DynaDiff: Generative Adaptation of Dynamics to Environmental Shifts via Weight-space Diffusion¶

Conference: ICML 2026
arXiv: 2505.13919
Code: https://github.com/tsinghua-fib-lab/DynaDiff (available)
Area: Diffusion Models / Scientific Machine Learning / Meta-learning
Keywords: Weight-space diffusion, dynamics prediction, cross-environment generalization, Schrödinger-bridge alternative, meta-learning

TL;DR¶

DynaDiff reframes the meta-learning problem of "training a predictor for a new environment" as a conditional sampling task of "directly generating the full network weights using a diffusion model." Leveraging weight graphs, function-consistency loss, and a dynamics-aware prompter, it achieves an average RMSE reduction of 10.78% over strong baselines across four PDE systems.

Background & Motivation¶

Background: Data-driven dynamics prediction (e.g., FNO, Transformer-based neural operators) has replaced traditional numerical solvers in molecular dynamics, fluid mechanics, and meteorology. The two mainstream approaches for cross-environment adaptation (e.g., varying Reynolds numbers, external forces) are: (i) meta-learning that decomposes weights into environment-shared and environment-specific context, updating only the context for new environments; (ii) training a large foundation model and fine-tuning a small subset of parameters.

Limitations of Prior Work: Both approaches restrict adaptation to a small local subspace in weight space, failing to capture the full manifold spanned by expert weights across environments. They also rely on gradient optimization or massive backbones, making deployment in data-scarce or resource-constrained scenarios challenging.

Key Challenge: There is an inherent coupling between the function space of dynamics and the environment space, \(\frac{dx}{dt}=f(x,t,e)\), where the optimal solution is a set of environment-dependent weights.
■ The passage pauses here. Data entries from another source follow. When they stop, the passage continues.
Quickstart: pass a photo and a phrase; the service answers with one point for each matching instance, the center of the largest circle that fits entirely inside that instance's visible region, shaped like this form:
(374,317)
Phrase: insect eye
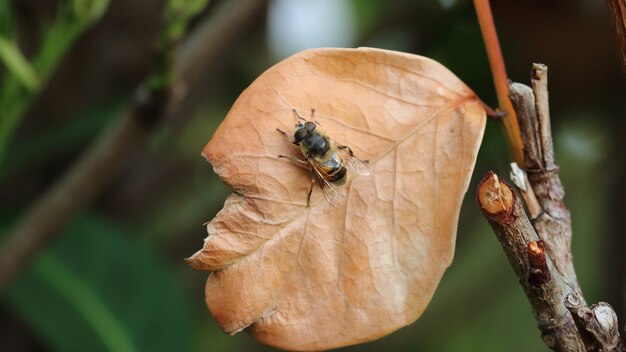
(300,135)
(310,126)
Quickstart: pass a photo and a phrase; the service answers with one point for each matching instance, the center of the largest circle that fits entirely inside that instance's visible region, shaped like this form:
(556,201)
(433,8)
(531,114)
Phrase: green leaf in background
(97,289)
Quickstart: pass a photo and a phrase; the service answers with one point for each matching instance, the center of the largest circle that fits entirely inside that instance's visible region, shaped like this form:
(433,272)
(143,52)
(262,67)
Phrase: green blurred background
(114,279)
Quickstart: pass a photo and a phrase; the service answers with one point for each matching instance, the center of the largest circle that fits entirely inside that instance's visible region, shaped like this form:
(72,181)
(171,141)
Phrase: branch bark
(100,162)
(617,10)
(545,292)
(540,251)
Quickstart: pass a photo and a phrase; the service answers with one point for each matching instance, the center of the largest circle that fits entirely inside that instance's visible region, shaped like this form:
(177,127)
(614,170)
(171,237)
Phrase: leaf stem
(500,80)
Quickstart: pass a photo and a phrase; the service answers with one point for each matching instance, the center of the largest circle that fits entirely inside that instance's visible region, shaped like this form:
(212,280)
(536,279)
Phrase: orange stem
(500,80)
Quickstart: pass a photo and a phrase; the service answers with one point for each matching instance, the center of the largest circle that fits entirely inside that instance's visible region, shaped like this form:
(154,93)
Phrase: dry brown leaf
(321,277)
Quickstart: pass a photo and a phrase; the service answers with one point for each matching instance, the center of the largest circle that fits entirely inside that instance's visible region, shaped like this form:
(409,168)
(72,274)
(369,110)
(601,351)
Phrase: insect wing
(329,191)
(351,162)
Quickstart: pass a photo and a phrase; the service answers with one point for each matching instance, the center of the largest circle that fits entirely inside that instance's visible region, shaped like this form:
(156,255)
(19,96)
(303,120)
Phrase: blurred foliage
(98,287)
(23,79)
(115,280)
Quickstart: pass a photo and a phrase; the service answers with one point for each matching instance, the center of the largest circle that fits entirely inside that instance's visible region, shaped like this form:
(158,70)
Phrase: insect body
(329,161)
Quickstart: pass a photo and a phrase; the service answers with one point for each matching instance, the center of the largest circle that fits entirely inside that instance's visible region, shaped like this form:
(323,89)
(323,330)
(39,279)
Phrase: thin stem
(500,80)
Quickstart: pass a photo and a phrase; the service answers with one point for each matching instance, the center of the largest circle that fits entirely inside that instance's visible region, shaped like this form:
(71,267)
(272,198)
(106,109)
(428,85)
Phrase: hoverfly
(328,161)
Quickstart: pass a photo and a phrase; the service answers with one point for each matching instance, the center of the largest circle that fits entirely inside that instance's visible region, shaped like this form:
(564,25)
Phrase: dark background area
(114,278)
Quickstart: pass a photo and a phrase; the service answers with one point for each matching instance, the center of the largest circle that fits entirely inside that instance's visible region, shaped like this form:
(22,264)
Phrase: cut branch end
(496,198)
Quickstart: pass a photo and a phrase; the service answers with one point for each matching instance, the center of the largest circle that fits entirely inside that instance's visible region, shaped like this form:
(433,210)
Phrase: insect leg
(308,198)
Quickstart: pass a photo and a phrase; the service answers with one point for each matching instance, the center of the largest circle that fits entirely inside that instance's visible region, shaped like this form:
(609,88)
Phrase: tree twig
(554,224)
(566,322)
(545,291)
(498,70)
(99,163)
(617,10)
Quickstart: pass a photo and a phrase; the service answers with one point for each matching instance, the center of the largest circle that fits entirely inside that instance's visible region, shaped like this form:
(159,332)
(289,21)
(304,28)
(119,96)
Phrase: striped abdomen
(334,170)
Existing paradigms are forced to optimize only a subset of weights, resulting in limited expressiveness.

Goal: To model the joint distribution \(p(\theta\mid e)\), enabling one-shot generation of the full expert weights \(\theta_{new}\) for a new environment given a few observed frames, completely avoiding gradient backpropagation during inference.

Key Insight: Treat "model weights" as a data modality on par with images and text, and perform conditional generation in weight space using latent diffusion. However, weights present three unique challenges: non-flattenable topology, extremely high parameter dimensionality with distorted MSE metrics, and only short trajectories available for conditioning in new environments.

Core Idea: Employ a "weight graph + function-space-consistent VAE + dynamics-aware prompter" trio to make weight generation a purely forward sampling process.

Method¶

Overall Architecture¶

Offline phase: (1) Pretrain a base FNO on all visible environments, then quickly fine-tune for each environment to obtain experts, constructing a model zoo of size 100; (2) Organize each expert's weights into a "weight graph," pass it through a node-attention VAE to compress into a low-dimensional latent; (3) Train a conditional diffusion model \(\epsilon_\theta(z_n,n,\text{prompt})\) on the latent, where the prompt is extracted from short observation sequences \(X_L\) by a dynamics-informed prompter.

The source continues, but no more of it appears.